Recently I was having a conversation with my good friend Ben, who was worried that he hadn't updated his blog in a few weeks.  He recently moved to Vietnam to teach English, and for about the first month he was putting out several posts a week.  Now that his teaching gig has begun he is more consumed with work, and he worries that by not posting, he is letting his readers down.  I said to him:  "Why do you keep a blog? So you can tell everyone about the awesome stuff you're doing, right?" He agreed.  "Well," I continued, "so if the reason you're not posting is is because you're to busy doing awesome things, then how could people be upset with you?"

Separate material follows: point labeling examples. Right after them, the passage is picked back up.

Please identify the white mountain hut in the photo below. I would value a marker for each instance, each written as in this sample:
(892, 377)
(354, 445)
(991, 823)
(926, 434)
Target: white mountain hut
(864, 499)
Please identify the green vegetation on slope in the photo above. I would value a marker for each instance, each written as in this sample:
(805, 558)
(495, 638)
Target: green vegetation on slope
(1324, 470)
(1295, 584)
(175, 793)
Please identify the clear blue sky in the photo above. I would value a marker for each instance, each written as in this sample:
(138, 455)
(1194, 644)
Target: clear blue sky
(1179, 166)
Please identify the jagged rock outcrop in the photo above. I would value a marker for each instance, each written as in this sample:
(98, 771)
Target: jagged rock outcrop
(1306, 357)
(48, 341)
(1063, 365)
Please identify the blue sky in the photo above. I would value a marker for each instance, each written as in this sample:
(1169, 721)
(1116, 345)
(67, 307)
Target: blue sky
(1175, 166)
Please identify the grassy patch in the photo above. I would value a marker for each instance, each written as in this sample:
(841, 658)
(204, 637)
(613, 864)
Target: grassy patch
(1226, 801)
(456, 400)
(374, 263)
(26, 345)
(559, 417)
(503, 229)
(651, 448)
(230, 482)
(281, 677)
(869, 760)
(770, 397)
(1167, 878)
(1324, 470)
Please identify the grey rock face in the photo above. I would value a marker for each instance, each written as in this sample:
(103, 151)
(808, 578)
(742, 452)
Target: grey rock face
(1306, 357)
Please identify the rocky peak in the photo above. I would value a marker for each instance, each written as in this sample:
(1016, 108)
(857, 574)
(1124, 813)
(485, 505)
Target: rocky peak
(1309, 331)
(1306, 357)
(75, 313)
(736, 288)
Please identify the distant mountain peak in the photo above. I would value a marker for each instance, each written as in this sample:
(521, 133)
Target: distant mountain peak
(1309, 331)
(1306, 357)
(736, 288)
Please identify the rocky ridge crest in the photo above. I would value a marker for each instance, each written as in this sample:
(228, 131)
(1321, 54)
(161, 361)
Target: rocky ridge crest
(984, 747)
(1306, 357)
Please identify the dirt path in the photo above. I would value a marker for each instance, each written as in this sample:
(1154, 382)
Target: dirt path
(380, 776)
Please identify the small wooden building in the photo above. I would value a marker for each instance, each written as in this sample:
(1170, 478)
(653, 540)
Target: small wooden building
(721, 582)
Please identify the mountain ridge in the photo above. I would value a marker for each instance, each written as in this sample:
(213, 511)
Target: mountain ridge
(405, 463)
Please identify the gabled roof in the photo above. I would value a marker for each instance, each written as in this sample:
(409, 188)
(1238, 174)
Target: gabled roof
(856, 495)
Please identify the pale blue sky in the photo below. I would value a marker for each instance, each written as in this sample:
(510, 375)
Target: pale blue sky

So I haven't posted in a while, and it's because I've been doing some awesome stuff. Last weekend my show, Life Play, opened as part of the Act One: One Act Festival at the Secret Theatre.  While I've had several other productions over the last year, this is particularly significant because it's one of the first projects to be performed that I began after finishing grad school.  This shows me, hey, maybe I can totally do this without adult supervision.  I also had two weeks in August where I completed a short play each week--one that ended up being read last Wednesday in La Petite Morgue's Fresh Blood Series and another for submission to KNOW Theatre's Annual Playwrights and Artists Festival.  I'd love to get into the festival again (and maybe actually manage to see my play instead of getting caught in stupid New Jersey traffic), but more than anything it felt awesome to FINISH SOMETHING. There's also another recent bit of awesomeness I'm not sure I'm allowed to divulge right now, but it's safe to say that for the first time since I came to the New York City area two years ago, my theatre career is starting to take some sort of shape.  I'm not sure what shape it is exactly--trapezoid, oval, octagon?--but there is definitely some movement there.

In addition to my own plays, I've also been seeing some fantastic theatre thanks to a combination of well-connected friends, TDF and Dramatists Guild comps.  My brain will soon become monopolized by freshman writing, so I'm trying to fit in as much theatre-going as I can. In addition to Fresh Blood and the One Act Festival at the Secret Theatre, my playgoing last week ranged from Lee Blessing's A User's Guide to Hell, Featuring Bernie Madoff to The New Light Theatre Project's musical adaptation of the Oedipus cycle in Washington Square Park to a one-woman show about Harold Pinter's wife Vivien Merchant.  I've also been fortunate to get to bear witness two of the buzz-iest theatrical events of September, Mike Daisey's All the Faces of the Moon at The Public and Lucy Thurber's The Hill Town Plays, produced by Rattlestick Playwrights Theatre.  I don't mention these last plays to be braggy--it just I miss so much stuff on Broadway and Off-Broadway I sometimes feel like I'm not really taking advantage of all New York has to offer and when I read an article on NPR that discusses shows I've actually seen it feels great to be part of the national conversation again.

And though these shows and experiences have been wonderful, the most inspiring part has been they ways in which I've been able to connect and exchange ideas with other artists. At the Kennedy Center, Amy Attaway of the Actors Theatre of Louisville led a session meant to demystify the paralyzing fear we all have of networking.  "Always go out after the show," Amy advised, "and keep a drink in your hand and the crazy out of your eyes."  Sometimes that has meant Starbucks, sometimes it's  Yuenglings at Kettle of Fish post-show, and sometimes it's a chat before the show on the sidewalk because you have to be up for work stupid early and can't stay out past 10 p.m.  And sometimes it's a late night Facebook chat with kick-ass artist I'm just getting to know better where we bear our souls about our creative insecurities and spur each other on to reach higher and dig deeper.

In July I posted to Facebook a quote from the immortal Harold Clurman on creative frustration: "The theatre cannot solve its problems alone.  Perhaps our complaints are only another manifestation of that impatience which is a symptom of American youthfulness.  We hope to accomplish everything more rapidly than life will permit."

Remain patient.  Have faith.  And for heaven's sake, keep swimming.